TUNISIA: The situation of human rights raised by EU institutions
The situation of human rights raised by EU institutions
Speech delivered at the EP Plenary in Strasbourg by Commissioner for Equality, Helena Dalli, on behalf of HR/VP Josep Borrell
EEAS (15.03.2023) – Speech of Commissioner Helena Dalli on behalf of HR/VP Josep Borrell
“Thank you, President, Honourable Members [of the European Parliament],
Thank you for giving me the opportunity to join this timely debate on Tunisia.
The different interventions today have shown that we broadly share the analysis and the concern over the latest developments in Tunisia, an important partner and a close neighbour for the European Union. The arrests of prominent political, civil society, and media figures in the recent weeks are indeed worrying.
So are some recent statements targeting the Sub-Saharan migrants in the country, which have already led to arrests, harassment and violence.
These events contribute to a climate of growing internal tension and polarisation. Democracy, the Rule of Law, human rights and fundamental freedoms, including freedom of expression, are values that the people of Tunisia chose during the Jasmin Revolution in 2011. They also constitute the foundation of the EU’s partnership with Tunisia, in which the country’s vibrant and dynamic civil society also plays an important role.
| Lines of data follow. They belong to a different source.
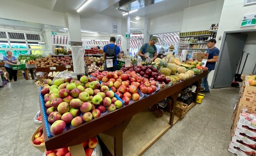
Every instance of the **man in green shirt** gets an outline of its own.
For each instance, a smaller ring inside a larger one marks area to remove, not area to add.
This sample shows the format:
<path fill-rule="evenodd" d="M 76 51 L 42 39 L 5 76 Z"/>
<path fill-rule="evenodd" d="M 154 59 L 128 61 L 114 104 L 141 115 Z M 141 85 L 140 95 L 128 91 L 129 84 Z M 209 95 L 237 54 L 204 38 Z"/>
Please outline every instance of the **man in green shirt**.
<path fill-rule="evenodd" d="M 142 61 L 145 61 L 146 58 L 148 58 L 149 57 L 151 58 L 151 61 L 153 61 L 156 58 L 157 56 L 157 53 L 156 53 L 156 48 L 155 46 L 155 44 L 156 43 L 158 42 L 158 39 L 157 37 L 155 36 L 153 36 L 150 39 L 150 41 L 147 43 L 145 43 L 142 45 L 141 48 L 139 51 L 138 55 L 140 56 L 142 58 Z M 147 48 L 145 51 L 143 52 L 146 46 L 146 44 L 147 44 Z M 145 54 L 148 52 L 150 54 L 149 56 L 145 55 Z"/>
That is why we will continue to advocate for the preservation and consolidation of these values. We will equally keep insisting on an inclusive dialogue among the various forces in Tunisian society, so that a common project can emerge for the future of the country. That is the only way to ensure social cohesion and the sustainability of major, and urgently needed, reforms.
At the same time, the economic situation in Tunisia is increasingly dire, with a direct impact on the life of Tunisians, who are suffering from inflation, scarcity of products, and high unemployment, especially among the young. The consequences of Russia’s aggression against Ukraine have hit Tunisia particularly hard and further aggravated the situation.
Therefore, we must not turn our backs – of course – on the Tunisian people and show that we are standing by our partners when they need us most.
The Foreign Affairs Council next week will also discuss the situation in Tunisia and chart a way forward for EU engagement with the country. As always, the European Parliament will be fully informed and we look forward to continuing the discussion with you.